Pay off multiple credit cards? Which should you focus on first?
There is more than one method of paying off debt, and the right one is the one that’s right for you.
- If you have multiple credit card debts, it can be difficult to decide which one to pay off first.
- Depending on your needs, you can pay off the card with the most debt or the highest rate first.
- Debt consolidation is another option, and it could lower your interest rate.
If you want to pay off your credit card debt quickly, you’ll need to make additional payments to reduce your balance as soon as possible. You’ll need to pay the minimum on all your cards to avoid penalties, late fees, and damaged credit. But after making those minimum payments, you’ll need to decide which specific card to make additional payments on first.
How can you make this choice? There are several strategies to consider, including the following options for which cards to prioritize.
You could pay the card with the lowest balance first
One option recommended by some financial experts, including Dave Ramsey, is to focus on paying off the debt with the lowest balance first. Suppose you have two credit cards, one with a balance of $500 and the other with a balance of $5,000. In this case, you will try to pay off the card you first owe $500.
The advantage of this approach is that you will pay off each of your cards as quickly as possible. After all, it would take you much less time to pay off $500 by making additional monthly payments on this card than to pay off $5,000. The idea is that once you’ve fully paid off a debt, you’ll be excited about your progress and motivated to keep going.
The problem is that the card with the lowest balance is not necessarily the one with the highest interest rate. And if you keep high-interest debt longer than necessary because you’re paying off other cards first, it’s going to cost you money in the end.

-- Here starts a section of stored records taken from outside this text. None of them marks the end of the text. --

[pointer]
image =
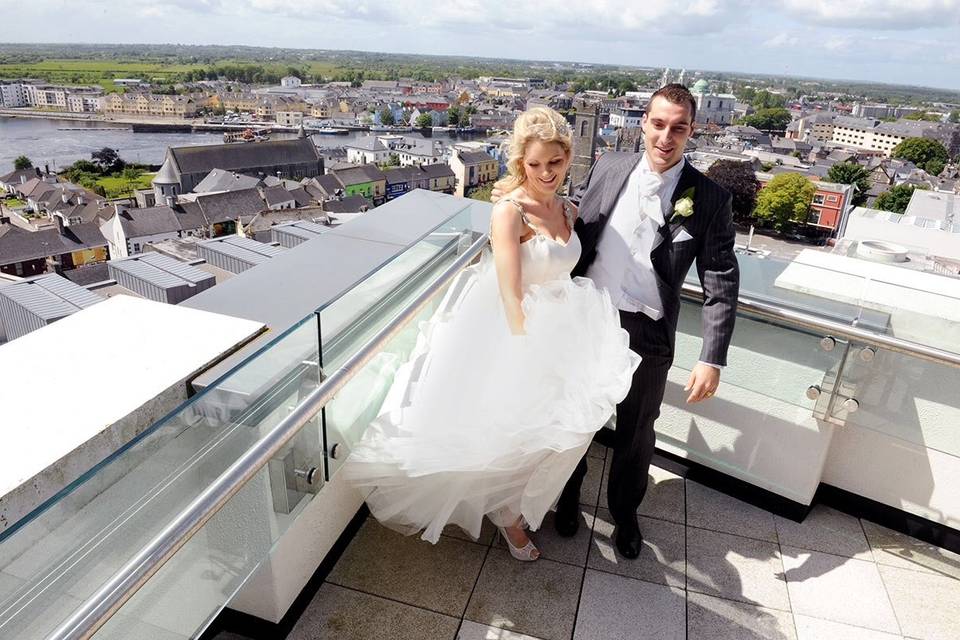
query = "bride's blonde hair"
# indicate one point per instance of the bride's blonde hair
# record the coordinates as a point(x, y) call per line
point(539, 124)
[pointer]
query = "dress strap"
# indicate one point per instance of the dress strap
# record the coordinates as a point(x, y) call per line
point(569, 213)
point(523, 214)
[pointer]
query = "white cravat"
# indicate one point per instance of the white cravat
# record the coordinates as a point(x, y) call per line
point(623, 265)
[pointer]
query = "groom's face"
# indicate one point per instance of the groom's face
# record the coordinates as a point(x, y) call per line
point(666, 129)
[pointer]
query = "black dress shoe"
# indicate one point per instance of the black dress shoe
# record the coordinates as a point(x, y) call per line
point(629, 540)
point(567, 519)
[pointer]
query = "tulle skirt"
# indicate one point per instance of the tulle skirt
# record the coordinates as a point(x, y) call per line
point(481, 422)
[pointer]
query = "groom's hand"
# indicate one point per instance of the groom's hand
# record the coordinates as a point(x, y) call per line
point(703, 382)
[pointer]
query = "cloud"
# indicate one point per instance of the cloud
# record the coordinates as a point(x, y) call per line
point(877, 14)
point(782, 39)
point(607, 17)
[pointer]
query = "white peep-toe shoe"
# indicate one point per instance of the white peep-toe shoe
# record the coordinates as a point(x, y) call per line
point(527, 553)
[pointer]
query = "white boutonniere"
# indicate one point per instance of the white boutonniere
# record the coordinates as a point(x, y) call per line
point(683, 208)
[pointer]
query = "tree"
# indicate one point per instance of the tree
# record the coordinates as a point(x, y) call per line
point(896, 198)
point(453, 116)
point(108, 160)
point(763, 99)
point(920, 151)
point(481, 193)
point(737, 178)
point(852, 173)
point(922, 115)
point(775, 119)
point(785, 200)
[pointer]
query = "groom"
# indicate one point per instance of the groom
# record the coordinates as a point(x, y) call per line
point(644, 220)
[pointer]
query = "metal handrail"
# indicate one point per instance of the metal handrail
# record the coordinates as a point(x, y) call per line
point(767, 311)
point(102, 605)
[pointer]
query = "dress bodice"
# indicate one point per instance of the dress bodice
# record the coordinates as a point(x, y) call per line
point(543, 258)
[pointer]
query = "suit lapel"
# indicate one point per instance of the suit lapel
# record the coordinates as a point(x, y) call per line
point(688, 178)
point(618, 180)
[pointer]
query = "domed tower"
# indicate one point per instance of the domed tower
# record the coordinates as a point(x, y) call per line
point(166, 184)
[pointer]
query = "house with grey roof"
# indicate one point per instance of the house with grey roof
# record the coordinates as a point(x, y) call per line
point(128, 231)
point(367, 149)
point(277, 197)
point(185, 167)
point(221, 180)
point(30, 253)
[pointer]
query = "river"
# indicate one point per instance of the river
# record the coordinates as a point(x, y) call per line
point(62, 142)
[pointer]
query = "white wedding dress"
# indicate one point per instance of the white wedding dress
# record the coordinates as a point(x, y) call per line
point(483, 422)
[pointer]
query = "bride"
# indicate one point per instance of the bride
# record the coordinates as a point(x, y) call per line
point(510, 379)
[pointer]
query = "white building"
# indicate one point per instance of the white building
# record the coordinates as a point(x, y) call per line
point(367, 150)
point(13, 94)
point(715, 108)
point(626, 117)
point(289, 118)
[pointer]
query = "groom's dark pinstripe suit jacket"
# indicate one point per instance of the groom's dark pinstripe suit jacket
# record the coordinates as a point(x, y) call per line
point(712, 232)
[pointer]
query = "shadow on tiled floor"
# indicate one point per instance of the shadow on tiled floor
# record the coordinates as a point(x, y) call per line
point(712, 567)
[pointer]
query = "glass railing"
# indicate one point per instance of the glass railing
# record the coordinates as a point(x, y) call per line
point(61, 555)
point(781, 375)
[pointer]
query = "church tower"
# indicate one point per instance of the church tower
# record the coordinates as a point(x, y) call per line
point(584, 141)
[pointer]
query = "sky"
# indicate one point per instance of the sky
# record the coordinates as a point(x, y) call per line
point(897, 41)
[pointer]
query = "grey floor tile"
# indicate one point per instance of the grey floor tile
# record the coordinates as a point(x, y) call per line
point(661, 559)
point(343, 614)
point(827, 530)
point(926, 605)
point(437, 577)
point(618, 607)
point(840, 589)
point(900, 550)
point(710, 618)
point(710, 509)
point(590, 489)
point(487, 533)
point(554, 547)
point(597, 450)
point(664, 498)
point(536, 598)
point(475, 631)
point(736, 568)
point(818, 629)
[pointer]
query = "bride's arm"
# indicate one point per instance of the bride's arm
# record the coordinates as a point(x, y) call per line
point(505, 232)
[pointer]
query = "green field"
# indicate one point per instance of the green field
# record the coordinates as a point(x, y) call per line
point(103, 72)
point(122, 188)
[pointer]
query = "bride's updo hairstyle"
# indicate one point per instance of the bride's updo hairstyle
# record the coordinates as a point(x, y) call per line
point(539, 124)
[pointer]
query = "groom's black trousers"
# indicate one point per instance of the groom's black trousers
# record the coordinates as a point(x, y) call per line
point(635, 439)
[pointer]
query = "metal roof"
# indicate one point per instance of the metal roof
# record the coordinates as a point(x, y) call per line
point(50, 297)
point(302, 229)
point(243, 248)
point(160, 270)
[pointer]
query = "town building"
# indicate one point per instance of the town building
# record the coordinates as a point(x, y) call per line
point(185, 167)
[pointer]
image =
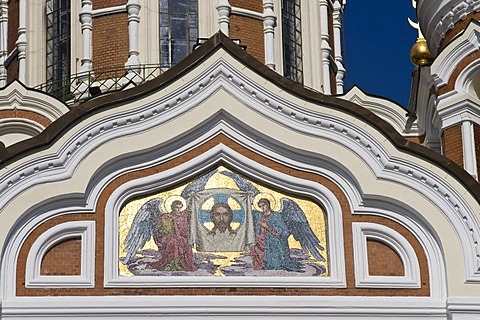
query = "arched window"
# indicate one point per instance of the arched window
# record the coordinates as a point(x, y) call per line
point(178, 30)
point(58, 47)
point(292, 40)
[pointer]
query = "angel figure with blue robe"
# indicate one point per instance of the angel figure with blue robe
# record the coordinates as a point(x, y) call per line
point(272, 229)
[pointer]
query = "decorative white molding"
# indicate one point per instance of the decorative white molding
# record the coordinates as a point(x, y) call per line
point(17, 97)
point(133, 62)
point(461, 47)
point(61, 232)
point(463, 308)
point(220, 75)
point(269, 24)
point(13, 130)
point(110, 10)
point(362, 232)
point(389, 111)
point(243, 165)
point(457, 111)
point(226, 307)
point(248, 13)
point(21, 42)
point(224, 8)
point(437, 17)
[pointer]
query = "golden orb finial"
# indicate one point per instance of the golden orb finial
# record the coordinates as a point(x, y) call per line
point(419, 53)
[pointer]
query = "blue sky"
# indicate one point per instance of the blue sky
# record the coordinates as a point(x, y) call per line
point(378, 39)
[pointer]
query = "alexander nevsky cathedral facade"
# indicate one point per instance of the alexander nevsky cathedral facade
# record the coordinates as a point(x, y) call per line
point(185, 159)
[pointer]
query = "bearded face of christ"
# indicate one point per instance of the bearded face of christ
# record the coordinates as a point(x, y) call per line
point(221, 215)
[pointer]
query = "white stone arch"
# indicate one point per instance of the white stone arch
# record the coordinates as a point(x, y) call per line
point(362, 232)
point(13, 130)
point(85, 230)
point(224, 97)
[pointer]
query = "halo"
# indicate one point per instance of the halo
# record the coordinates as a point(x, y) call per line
point(167, 204)
point(269, 197)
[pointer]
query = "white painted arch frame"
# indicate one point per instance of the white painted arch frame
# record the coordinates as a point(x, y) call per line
point(61, 163)
point(362, 232)
point(53, 236)
point(223, 154)
point(222, 75)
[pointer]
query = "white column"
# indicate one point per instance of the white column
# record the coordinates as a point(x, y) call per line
point(86, 21)
point(3, 41)
point(337, 38)
point(22, 40)
point(468, 142)
point(133, 10)
point(269, 24)
point(85, 17)
point(325, 46)
point(223, 8)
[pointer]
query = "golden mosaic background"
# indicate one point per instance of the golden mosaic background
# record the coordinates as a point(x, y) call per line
point(314, 213)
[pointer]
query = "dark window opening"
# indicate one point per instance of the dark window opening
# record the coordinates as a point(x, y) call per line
point(178, 30)
point(292, 40)
point(58, 48)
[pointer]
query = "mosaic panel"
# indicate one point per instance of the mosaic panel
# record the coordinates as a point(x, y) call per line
point(222, 224)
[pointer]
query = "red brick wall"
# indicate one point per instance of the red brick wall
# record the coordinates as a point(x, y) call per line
point(99, 217)
point(452, 144)
point(64, 259)
point(383, 260)
point(418, 140)
point(250, 32)
point(110, 42)
point(254, 5)
point(12, 71)
point(100, 4)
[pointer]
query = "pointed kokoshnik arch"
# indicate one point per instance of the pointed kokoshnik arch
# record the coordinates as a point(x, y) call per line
point(220, 90)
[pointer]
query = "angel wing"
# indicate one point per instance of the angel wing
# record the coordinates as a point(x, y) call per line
point(299, 227)
point(141, 230)
point(242, 183)
point(197, 184)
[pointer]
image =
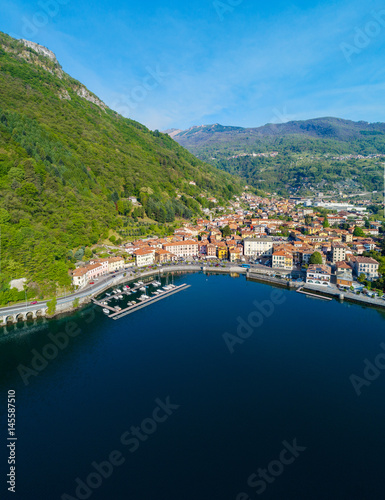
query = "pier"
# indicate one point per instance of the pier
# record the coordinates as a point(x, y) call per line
point(314, 295)
point(139, 305)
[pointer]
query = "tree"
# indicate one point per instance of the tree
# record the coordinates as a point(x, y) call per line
point(316, 258)
point(358, 232)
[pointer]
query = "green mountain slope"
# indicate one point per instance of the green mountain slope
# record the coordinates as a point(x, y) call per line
point(313, 154)
point(68, 165)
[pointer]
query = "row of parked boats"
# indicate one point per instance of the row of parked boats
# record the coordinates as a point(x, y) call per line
point(118, 294)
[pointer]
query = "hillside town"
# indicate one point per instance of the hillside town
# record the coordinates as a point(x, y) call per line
point(283, 235)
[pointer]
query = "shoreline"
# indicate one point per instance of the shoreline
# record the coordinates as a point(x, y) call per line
point(67, 309)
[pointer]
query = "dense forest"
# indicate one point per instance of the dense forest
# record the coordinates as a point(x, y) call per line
point(68, 166)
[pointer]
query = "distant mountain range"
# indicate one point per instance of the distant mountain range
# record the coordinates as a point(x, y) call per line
point(69, 166)
point(321, 153)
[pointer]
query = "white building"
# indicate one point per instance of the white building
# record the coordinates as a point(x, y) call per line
point(187, 248)
point(366, 266)
point(144, 257)
point(257, 247)
point(318, 274)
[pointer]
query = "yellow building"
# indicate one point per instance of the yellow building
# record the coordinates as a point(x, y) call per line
point(222, 252)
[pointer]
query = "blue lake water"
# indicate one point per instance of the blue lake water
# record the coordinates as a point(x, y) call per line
point(285, 385)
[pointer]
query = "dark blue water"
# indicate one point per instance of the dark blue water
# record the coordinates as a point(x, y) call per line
point(288, 380)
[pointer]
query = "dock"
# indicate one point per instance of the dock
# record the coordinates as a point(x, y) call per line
point(313, 294)
point(139, 305)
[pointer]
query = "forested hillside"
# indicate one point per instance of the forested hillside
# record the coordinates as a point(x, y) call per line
point(320, 154)
point(68, 165)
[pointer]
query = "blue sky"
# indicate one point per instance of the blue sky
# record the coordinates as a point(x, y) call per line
point(238, 62)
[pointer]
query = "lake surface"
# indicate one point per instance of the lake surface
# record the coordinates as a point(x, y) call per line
point(211, 420)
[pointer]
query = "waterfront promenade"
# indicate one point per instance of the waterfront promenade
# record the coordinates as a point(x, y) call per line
point(24, 311)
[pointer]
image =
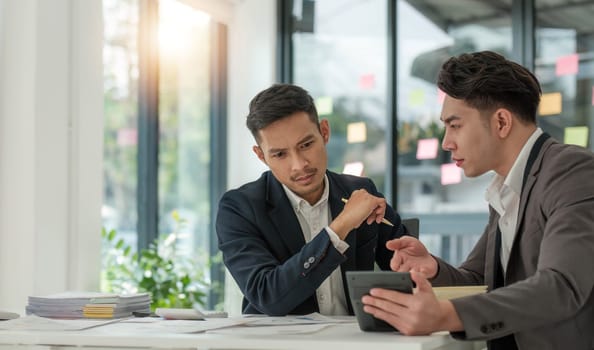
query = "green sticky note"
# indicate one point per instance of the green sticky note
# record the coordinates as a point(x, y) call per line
point(324, 105)
point(576, 135)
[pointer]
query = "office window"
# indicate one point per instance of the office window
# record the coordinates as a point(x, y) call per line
point(164, 89)
point(339, 55)
point(564, 64)
point(120, 80)
point(451, 207)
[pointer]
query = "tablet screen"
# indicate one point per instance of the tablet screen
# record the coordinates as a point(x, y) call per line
point(359, 284)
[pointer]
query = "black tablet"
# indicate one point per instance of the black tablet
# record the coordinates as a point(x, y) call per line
point(359, 284)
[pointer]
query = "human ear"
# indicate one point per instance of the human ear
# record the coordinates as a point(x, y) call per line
point(325, 130)
point(503, 122)
point(259, 153)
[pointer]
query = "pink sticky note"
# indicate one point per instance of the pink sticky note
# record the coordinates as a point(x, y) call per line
point(440, 96)
point(367, 81)
point(427, 148)
point(450, 174)
point(567, 65)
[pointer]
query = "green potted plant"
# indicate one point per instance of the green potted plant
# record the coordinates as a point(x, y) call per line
point(172, 279)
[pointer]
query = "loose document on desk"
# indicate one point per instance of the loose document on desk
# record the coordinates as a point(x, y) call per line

Still, this approach can work well if you’re worried about not sticking to your repayment plan.
You might prioritize cards with high interest rates
Another approach is to pay off the cards in order of interest rate. If you choose this option, you’ll spend every extra dollar you can on the card with the highest finance charge.
This will save you a lot more money over time than focusing on paying off small balances first, especially if there’s a lot of variability in your credit card interest rates. The downside, however, is that it could take you a long time to clear every debt, especially if you have a high balance on a card with a very high rate.
If your top priority is to pay as little interest as possible over time, this approach is the right one for you. Just make sure you have faith in your motives and are committed to sticking to your debt repayment plan, even if you don’t see immediate wins.
Debt consolidation is also an option
Finally, you have the option of consolidating your credit card debt so that you don’t have to choose a repayment method. And that might be the best approach of all.
If you can pay off most or all of your credit card debt with a personal loan at a lower interest rate than you’re currently paying, you won’t have to choose which debts to focus on. You can simply work on paying off your loan, which should have fixed monthly payments, a set repayment term, and lower finance charges.
Consider each of these options to decide which is best for you, given your eligibility for a personal loan and your motivation to pay off your debt. You can’t go wrong with any option as long as the one you choose works for you to help free you from credit card debt for good.